Project specification: In this project, you will be building upon the functionality you built in
Project 1, with a few modifications. You will be creating 2 executables with different
functionalities for this project.
1. In the first executable, you will be taking as input a word to be searched and also a
threshold value for the count and you must output the list of files in which the word
appears a minimum of (threshold) number of times. For example, given a word ‘cat’
and threshold 2, you must output the list of files in which the word ‘cat’ appears 2 or
more times.
2. In the second executable, you will be taking as input 2 words, and you must output
the union of the 2 lists of files in which the 2 words appear.
Each of the above 2 executables takes exactly one input during execution, so the
inputs need not be given in a while loop. It will suffice if the program exits after
printing the output for the one single input given.
Input specification: The program takes as a command line argument a directory which
contains set of files, containing multiple words. Words can appear multiple times in a single
file or in different files. The input files are assumed to be stored in a dedicated directory (for
e.g. /cs/class/cs24/project1/input) and loaded in memory upon program execution. Use the
driver program given, to get a list of (word count,file) from the list of input files. After the
words have been loaded into memory, each of the above 2 executables takes a single input
from the user, prints the corresponding output and exits.
Program functionality:
Below you can find the format specification:
First executable:
$./wordsearchcount <path_to_input_files>
Examples for execution format:
$./wordsearchcount input
Enter word: cat
Enter threshold: 2
File: file1.txt; Count: 3
File: file4.txt; Count: 3
File: file2.txt; Count: 2
---Program exits
If executed as specified above, the program should return the name of files that contain word
“cat” 2 or more times, and exit.
Second executable:
$./wordsearchunion <path_to_input_files>
Examples for execution format:
$./wordsearchunion input
Enter word1:cat
Enter word2:dog
file1.txt
file4.txt
file6.txt
file8.txt
---Program exits
If executed as specified above, the program should return the union of the list of files that
contain words - cat or dog.
Implementation requirements:
You will be retaining the same functionality as Project 1, but with some key changes :
1. Instead of using an array to store the list of words, you will be creating a doubly
linked list of words in which the words are sorted in alphabetical order, in the doubly
linked list.
2. Instead of using a bag to store the list of files, you will be again creating a doubly
linked list of filenames with their respective counts and this doubly linked list needs
to be sorted by the number of occurrences of the word in the given file, in decreasing
order. For example, in the doubly linked list , if file A contains the word 3 times and
file B contains the word 1 time, the doubly linked list will first have file A, followed by
file B.
Key implementation detail:
In project 1, the details of the file name along with the respective count of the word was
displayed from within the bag.cpp file (i.e - the print method was inside the bag cpp file). In
this project, for each of the 2 executables, the reference to the linked list must be returned to
the calling function in wordsearchcount / wordsearchunion cpp file and the printing of the
output must happen from within this cpp file.

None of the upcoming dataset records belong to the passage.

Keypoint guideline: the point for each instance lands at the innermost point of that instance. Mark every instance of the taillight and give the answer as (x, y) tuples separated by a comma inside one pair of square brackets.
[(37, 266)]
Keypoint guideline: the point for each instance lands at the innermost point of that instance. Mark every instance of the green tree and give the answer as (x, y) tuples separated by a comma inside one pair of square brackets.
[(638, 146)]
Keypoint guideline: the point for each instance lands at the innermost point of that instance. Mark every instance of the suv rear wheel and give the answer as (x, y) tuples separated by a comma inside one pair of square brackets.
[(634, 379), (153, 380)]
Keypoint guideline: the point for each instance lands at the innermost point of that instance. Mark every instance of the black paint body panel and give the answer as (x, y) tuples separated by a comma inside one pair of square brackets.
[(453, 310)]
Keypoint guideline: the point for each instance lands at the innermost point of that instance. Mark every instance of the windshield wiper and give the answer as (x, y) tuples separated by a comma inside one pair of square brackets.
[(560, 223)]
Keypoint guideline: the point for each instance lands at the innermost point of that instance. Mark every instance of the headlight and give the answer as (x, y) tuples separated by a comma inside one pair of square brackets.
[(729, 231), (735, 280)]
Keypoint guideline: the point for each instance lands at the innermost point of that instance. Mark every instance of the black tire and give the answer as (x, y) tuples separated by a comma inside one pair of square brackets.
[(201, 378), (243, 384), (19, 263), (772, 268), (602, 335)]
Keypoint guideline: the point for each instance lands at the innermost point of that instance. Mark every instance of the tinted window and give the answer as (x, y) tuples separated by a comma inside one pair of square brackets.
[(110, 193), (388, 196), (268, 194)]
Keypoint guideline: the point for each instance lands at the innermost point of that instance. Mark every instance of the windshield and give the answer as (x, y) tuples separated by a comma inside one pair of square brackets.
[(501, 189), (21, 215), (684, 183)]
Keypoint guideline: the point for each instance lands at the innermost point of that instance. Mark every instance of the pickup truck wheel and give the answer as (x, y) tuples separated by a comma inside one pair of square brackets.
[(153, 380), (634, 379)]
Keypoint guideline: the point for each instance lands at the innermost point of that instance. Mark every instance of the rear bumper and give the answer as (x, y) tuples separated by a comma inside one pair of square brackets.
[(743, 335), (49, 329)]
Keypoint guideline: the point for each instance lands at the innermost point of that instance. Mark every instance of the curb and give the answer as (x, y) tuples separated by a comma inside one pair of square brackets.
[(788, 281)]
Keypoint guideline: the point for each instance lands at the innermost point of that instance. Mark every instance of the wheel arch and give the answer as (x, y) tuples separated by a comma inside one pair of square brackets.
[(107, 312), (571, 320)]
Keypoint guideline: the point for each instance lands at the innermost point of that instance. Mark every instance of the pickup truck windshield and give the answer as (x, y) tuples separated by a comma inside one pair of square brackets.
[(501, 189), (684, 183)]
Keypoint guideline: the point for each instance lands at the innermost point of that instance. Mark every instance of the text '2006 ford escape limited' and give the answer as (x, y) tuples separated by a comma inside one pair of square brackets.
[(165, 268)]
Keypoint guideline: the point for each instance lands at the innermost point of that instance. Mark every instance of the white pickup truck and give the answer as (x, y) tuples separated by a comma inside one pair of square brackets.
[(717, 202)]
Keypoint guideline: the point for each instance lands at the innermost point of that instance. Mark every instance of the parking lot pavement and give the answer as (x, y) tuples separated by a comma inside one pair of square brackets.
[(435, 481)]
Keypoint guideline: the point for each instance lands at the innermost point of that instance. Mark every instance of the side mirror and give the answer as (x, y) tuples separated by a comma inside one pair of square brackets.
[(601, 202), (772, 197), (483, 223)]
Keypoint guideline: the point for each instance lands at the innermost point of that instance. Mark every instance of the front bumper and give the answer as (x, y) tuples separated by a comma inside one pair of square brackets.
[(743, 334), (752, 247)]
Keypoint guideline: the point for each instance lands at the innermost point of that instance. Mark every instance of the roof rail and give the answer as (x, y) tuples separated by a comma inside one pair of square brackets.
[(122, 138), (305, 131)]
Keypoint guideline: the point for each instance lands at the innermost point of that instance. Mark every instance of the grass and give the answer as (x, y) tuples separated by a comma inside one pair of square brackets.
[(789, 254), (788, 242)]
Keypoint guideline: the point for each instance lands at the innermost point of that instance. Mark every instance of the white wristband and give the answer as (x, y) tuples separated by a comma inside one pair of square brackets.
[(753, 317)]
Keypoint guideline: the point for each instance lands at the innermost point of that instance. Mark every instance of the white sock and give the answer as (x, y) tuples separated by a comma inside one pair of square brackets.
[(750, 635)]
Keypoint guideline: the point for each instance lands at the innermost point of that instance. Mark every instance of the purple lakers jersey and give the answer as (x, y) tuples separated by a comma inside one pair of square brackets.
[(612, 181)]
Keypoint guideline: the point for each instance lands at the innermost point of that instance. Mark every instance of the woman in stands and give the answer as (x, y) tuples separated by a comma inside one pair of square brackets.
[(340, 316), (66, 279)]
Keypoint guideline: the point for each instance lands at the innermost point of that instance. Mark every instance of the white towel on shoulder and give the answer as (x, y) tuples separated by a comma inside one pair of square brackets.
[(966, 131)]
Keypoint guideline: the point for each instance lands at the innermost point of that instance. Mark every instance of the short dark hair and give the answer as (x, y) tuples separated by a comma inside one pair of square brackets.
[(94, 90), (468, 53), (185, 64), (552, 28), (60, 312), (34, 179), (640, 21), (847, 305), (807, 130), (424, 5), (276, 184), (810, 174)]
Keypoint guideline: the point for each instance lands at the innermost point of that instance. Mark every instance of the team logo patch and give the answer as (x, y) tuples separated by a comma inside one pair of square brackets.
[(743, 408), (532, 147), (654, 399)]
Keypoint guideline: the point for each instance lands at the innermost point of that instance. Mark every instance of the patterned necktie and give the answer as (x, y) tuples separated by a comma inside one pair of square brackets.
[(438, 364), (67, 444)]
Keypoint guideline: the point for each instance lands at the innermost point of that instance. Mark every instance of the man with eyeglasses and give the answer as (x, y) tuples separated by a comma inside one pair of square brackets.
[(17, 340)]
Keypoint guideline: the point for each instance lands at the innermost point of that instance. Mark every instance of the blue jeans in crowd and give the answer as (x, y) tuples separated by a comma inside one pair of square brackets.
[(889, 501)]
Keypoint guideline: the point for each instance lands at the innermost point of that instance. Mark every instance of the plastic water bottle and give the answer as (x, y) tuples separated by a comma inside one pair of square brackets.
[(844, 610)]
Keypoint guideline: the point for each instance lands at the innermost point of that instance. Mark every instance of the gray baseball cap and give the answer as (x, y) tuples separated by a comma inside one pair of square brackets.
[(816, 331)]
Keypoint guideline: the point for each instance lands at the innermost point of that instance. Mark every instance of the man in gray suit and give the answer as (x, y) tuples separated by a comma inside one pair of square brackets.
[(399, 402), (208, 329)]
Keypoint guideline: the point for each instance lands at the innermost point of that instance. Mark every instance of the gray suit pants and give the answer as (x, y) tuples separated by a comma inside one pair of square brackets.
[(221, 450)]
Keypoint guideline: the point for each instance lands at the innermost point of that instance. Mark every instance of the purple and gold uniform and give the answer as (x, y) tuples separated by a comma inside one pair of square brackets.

A basic layout of the data structure you would need to implement is illustrated on the figure
below:
Pointers for code changes in the implementation:
1. Word.cpp must now contain a reference to a doubly linked list of files.
2. Bag.cpp must now be replaced by list.cpp which must take care of the functionalities
for the doubly linked list of files.
3. Itemtype.cpp may be reused as before.
4. For finding the union of the 2 linked list of files, use the below pseudo code as
reference:
Create a new list and add the files corresponding to the first list (list of files of
word 1 ) into this list.
Take each element of the second list(list of files of word 2) and check if it is
present in the newly created list, and if it is not there, add it to the list, else do
not add it if it is already present in the list.
At the end, the new list will contain the union of the 2 lists.
Print out the list of files in this new list.
5. You are advised to use the doubly linked list implementation discussed in class, and
modify it to suit the needs of the project.
As before, you may assume the maximum number of files to be 100 and the maximum
number of words to be 1000.
You will need 10 files: wordsearchcount.h, wordsearchcount.cpp, wordsearchunion.h,
wordsearchunion.cpp, itemtype.h, itemtype.cpp, list.h, list.cpp, word.h, word.cpp.
Instructions for compilation: Your program should compile on a CSIL machine with the
following command without any errors or warnings.
$ g++ -o wordsearchcount wordsearchcount.cpp itemtype.cpp list.cpp word.cpp
Turn-in procedure:
Upload your files to gauchospace under the corresponding project submission folder.